530 West 21st Street, Chelsea

Through May 17

Space junk, giant dust motes, magnified cancer cells, Sept. 11 debris, oligarch-worthy spectacle: Whatever Peter Buggenhout’s two enormous, bristling ruins of sculptures bring to mind, they are impressive. Like much of the other art exhibited under this roof, they are also well served by its hygienic white-boxness, except that we might be tiny organisms under a microscope with them.

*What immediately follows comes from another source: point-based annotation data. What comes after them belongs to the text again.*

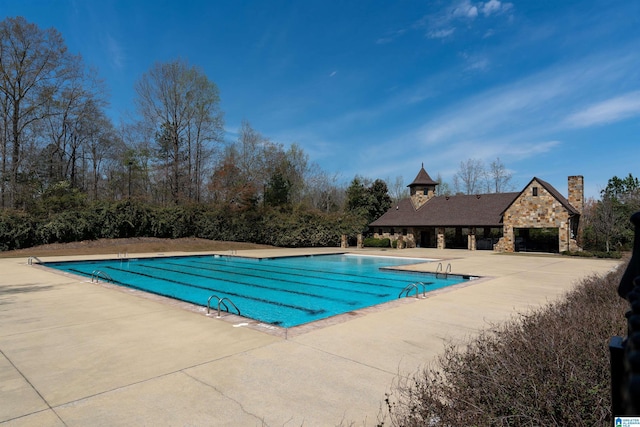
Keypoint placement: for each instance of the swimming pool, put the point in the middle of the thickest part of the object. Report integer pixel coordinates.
(284, 292)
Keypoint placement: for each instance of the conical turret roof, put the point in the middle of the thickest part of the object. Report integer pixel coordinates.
(422, 178)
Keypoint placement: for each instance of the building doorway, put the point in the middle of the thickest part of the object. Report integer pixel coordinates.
(537, 240)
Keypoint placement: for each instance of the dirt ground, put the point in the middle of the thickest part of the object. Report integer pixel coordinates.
(132, 245)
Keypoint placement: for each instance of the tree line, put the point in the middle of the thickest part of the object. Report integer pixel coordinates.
(67, 172)
(62, 156)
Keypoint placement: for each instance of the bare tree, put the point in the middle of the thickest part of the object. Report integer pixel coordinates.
(469, 178)
(34, 66)
(182, 105)
(397, 189)
(498, 177)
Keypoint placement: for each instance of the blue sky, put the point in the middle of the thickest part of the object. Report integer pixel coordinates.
(376, 88)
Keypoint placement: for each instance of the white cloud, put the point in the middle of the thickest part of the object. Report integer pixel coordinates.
(495, 6)
(609, 111)
(441, 34)
(465, 10)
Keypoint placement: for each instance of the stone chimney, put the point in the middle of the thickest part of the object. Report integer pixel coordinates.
(576, 192)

They add to a tradition of junk sculpture that begins with Picasso, but they relate especially to the crushed metal forms of John Chamberlain and Nancy Rubins; they are great chunks of folded space in excess of the volumes they actually occupy. That the works are both titled “The Blind Leading the Blind” gives them an apocalyptic cast and links them flatteringly to a painting by — and, more generally, the down-to-earth art of — the Flemish painter Pieter Bruegel the Elder.

These works have found their own way to split the difference between painting and sculpture and between found and made. As you study them, their implicit chaos subsides into deliberate complexity. Their amalgamated forms begin to read as carefully improvised, not random. Their dusty surfaces are ostensibly anonymous, yet delicate, and imply a degree of visual attention not unlike that of paint on canvas.

Since they are large and sit on the ground, their interior spaces also feel accessible in ways that those of Chamberlain and Ms. Rubins usually don’t. They imply big, dark, spiraling wormholes, even fuller of catastrophe than our own time and space.

These works are Nos. 66 and 67 in a series. Going by these, 67 sounds like a bit too many. There’s also the question of what the artist will do if, and when, the series ends.